RMS stands for root mean square, a number statistically summarizing others in the manner of the sum, mean, or median. The RMS is a type of "average" appropriate for some situations, such as to summarize a particular kind of independent values. It is short for the square root of the mean of the squares of all the numbers:
RMS = √( ∑ai²/n )
where n is the count of the values ai. For all the values over an interval (an infinite number of them), an integral (∫) is used instead of the summation:
RMS = √( (∫f(x)²dx)/s )
where s is the size of the interval over which the integral is taken.
The formula for a standard deviation incorporates an RMS (it is the RMS of some numbers' deviations from their mean value), and sometimes in astronomy literature, a standard deviation is cited as "an RMS", presumably meaning "RMS from the mean". Noise measurements may be cited in this manner, which may use the summation for a finite number of measurements. The standard deviation of a probability density function (PDF) uses the integral formula (i.e., integral of the square of the deviations from the mean value).
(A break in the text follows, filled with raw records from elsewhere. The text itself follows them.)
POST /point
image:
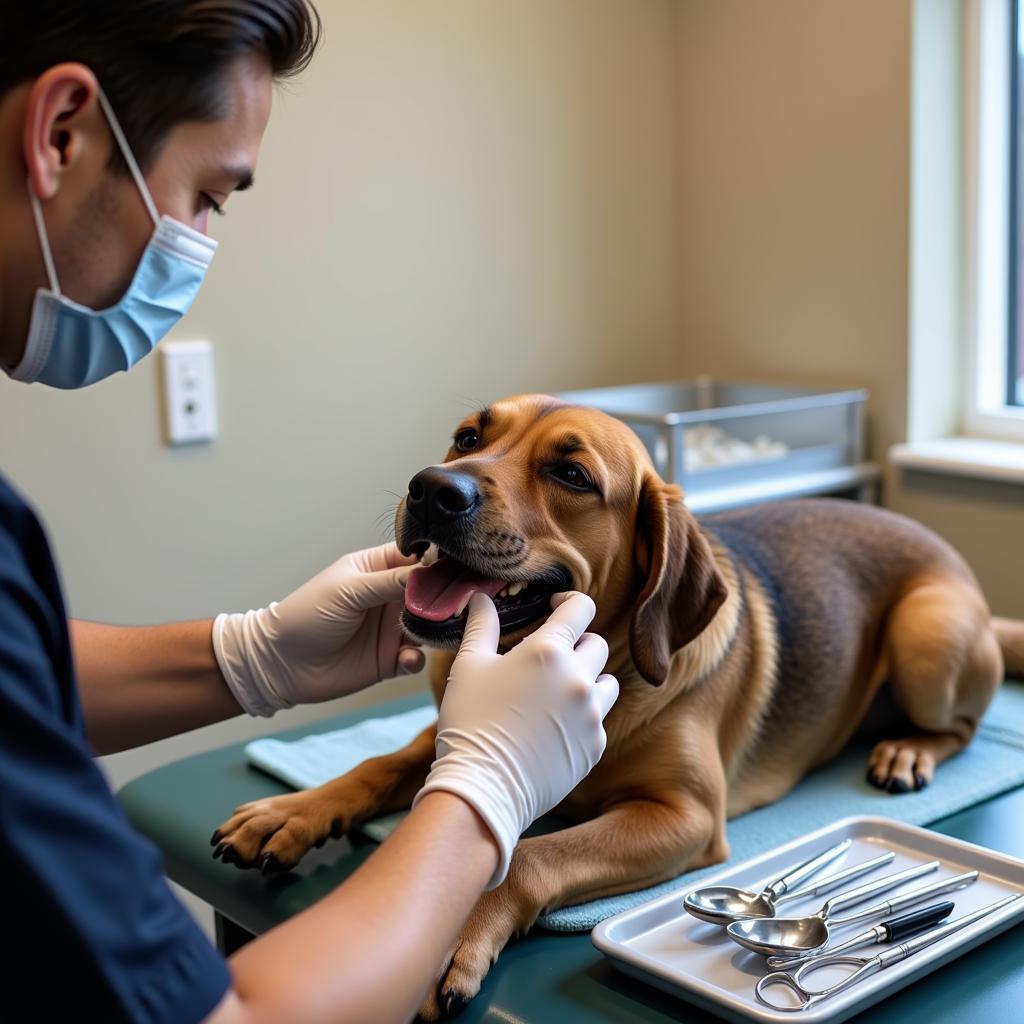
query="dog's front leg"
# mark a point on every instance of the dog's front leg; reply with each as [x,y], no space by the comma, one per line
[275,832]
[633,845]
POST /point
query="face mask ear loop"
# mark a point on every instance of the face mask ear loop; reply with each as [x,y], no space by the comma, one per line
[119,137]
[44,242]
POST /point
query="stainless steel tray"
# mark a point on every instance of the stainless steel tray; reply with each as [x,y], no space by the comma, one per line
[662,944]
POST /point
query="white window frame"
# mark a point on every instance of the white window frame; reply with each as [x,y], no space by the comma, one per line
[987,141]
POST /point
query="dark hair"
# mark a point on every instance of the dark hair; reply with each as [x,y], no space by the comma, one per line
[160,61]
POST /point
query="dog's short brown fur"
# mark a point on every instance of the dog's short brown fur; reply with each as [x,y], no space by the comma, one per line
[748,646]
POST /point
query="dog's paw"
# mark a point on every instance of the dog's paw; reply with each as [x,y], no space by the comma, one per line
[900,766]
[489,927]
[275,833]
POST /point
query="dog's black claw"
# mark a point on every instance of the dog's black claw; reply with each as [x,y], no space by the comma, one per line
[268,864]
[455,1004]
RMS is also used in the calculation the average power associated with a varying signal such as a varying electrical current or a varying received radio signal (using the integral calculation). For a signal repeating, such as a sine-wave (like AC electrical power), the integral can be over one complete cycle. The instantaneous power associated with a sine-wave AC signal ranges from zero to some maximum (the maximum termed the peak power), but for many purposes, the most useful value is the average power, calculated with the RMS (RMS power), which can reasonably be used to calculate the energy transferred over periods of time lasting many cycles.
Note that the phrase RMS astronomy has been used with an entirely unrelated meaning: "radio, millimeter, submillimeter".